Depremde birçok hatalar, aksaklılar, plansızlıklar oldu. Felaket büyük olduğu için bir çoğumuz kalemini frene basarak kullandı. Amaç bağcıyı dövmek değil, yaraların sarılması ve köstek olunmamasıydı. Zor zamanlarda maraza çıkarmak, yaraların sarılmasını geciktirmekten başka işe yaramaz çünkü! Deprem coğrafyasının miting meydanı olmadığını hiç aklımızdan çıkarmadık. Yaralı insanlara seçim sandığı gibi görmedik. Herkes için doğru olan da buydu.
Ama bu yıl dönümünde gördük ki, bazıları için böyle değilmiş. Enkazların altında bazıları yakınlarını ararken, bazıları oy çıkarmakla meşgulmüş. CB Erdoğan, yarası daha çok taze olan insanlara; "Merkezi yönetimle yerel yönetim el ele vermezse, dayanışma halinde olmazsa o şehre herhangi bir şey gelmez. Hatay'a geldi mi? Şu anda Hatay garip kaldı, mahzun kaldı" dedi.
Bu talihsiz sözleri açıklamaya gerek var mı?

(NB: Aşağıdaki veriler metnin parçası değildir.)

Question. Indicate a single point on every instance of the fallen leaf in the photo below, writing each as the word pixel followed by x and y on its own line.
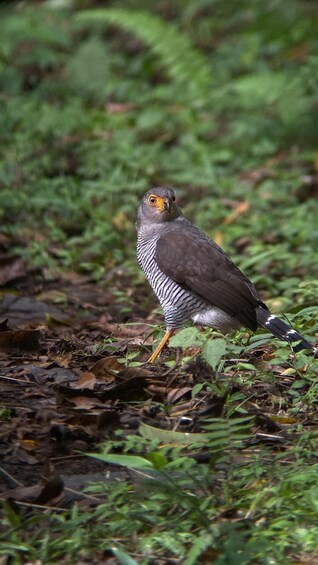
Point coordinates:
pixel 241 208
pixel 86 380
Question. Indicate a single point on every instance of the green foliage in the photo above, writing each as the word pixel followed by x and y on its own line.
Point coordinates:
pixel 186 509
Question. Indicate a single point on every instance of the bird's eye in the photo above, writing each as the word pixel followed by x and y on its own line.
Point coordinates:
pixel 152 200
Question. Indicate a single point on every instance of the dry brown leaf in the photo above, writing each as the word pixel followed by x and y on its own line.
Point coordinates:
pixel 11 268
pixel 241 208
pixel 108 366
pixel 175 394
pixel 86 380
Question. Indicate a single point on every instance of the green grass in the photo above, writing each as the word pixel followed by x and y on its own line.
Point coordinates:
pixel 218 100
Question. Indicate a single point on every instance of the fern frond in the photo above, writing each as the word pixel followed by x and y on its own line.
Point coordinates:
pixel 184 64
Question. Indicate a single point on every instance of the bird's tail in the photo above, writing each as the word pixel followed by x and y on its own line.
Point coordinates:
pixel 281 330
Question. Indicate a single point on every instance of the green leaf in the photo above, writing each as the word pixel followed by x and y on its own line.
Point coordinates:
pixel 213 351
pixel 123 557
pixel 167 436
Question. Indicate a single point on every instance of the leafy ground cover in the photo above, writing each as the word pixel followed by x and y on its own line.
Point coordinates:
pixel 210 456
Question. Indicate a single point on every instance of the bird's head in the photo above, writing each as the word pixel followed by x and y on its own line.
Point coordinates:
pixel 158 205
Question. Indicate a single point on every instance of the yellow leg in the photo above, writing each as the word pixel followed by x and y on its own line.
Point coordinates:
pixel 161 345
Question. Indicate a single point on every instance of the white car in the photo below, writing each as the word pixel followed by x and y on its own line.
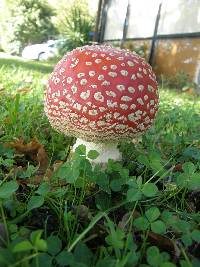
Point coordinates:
pixel 41 51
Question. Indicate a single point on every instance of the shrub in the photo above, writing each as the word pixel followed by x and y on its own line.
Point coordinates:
pixel 74 24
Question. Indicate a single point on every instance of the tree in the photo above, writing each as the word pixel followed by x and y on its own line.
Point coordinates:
pixel 74 23
pixel 24 22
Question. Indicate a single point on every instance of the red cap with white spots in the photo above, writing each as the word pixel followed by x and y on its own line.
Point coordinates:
pixel 101 93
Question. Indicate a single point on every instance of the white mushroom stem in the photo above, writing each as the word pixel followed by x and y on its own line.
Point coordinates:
pixel 106 151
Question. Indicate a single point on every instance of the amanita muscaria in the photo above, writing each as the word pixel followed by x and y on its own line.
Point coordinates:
pixel 101 94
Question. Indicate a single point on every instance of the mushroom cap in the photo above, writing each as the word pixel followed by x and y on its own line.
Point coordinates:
pixel 100 93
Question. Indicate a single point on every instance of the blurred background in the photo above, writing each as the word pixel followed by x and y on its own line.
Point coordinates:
pixel 166 33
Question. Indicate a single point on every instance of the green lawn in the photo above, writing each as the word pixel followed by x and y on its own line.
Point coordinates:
pixel 56 210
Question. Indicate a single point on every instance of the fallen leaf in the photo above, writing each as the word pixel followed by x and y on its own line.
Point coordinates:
pixel 34 149
pixel 42 158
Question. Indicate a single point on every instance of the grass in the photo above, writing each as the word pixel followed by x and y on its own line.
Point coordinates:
pixel 56 210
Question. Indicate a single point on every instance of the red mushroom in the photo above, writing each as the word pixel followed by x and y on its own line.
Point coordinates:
pixel 101 94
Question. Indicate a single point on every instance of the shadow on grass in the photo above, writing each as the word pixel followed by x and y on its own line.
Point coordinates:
pixel 31 65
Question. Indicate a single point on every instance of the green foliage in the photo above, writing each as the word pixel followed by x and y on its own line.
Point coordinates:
pixel 28 21
pixel 140 212
pixel 74 24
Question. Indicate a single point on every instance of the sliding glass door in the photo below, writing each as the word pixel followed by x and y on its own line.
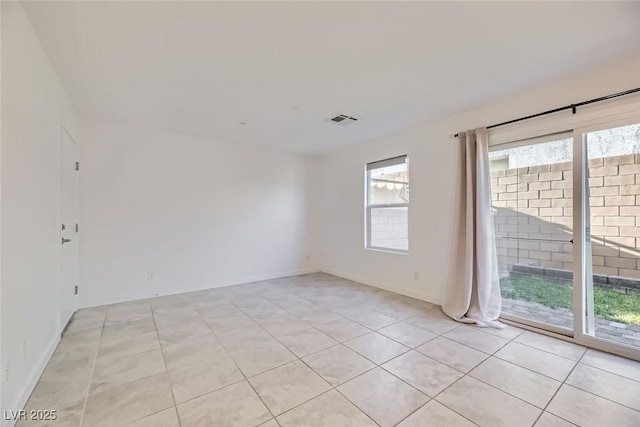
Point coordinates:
pixel 611 234
pixel 567 219
pixel 532 192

Bu ülkenin Cumhurbaşkanı Hatay'da yerel yönetim, merkezi yönetimle aynı çizgide olmadığı için hizmet gelmedi diyor. Yüreği yanan insanlara, hizmet gelmesini istiyorsanız yerel yönetimle merkezi yönetimi uyumlu hale getirin, yani merkezi yönetimle aynı çizgide olan adayı seçin diyor.Bu, oy yoksa hizmet de yok demektir. Depreme zamanında müdahale edememekten, askeri, madencileri zamanında devreye koyamamaktan daha kötüsü budur. Enkazın altında kalanlara bile hizmeti oya bağlayan zihniyet, bu ülkenin en büyük problemidir. Bu zihniyet, sadece mağdurlar yaratmakla kalmıyor, bizi biz olmaktan da çıkarıyor.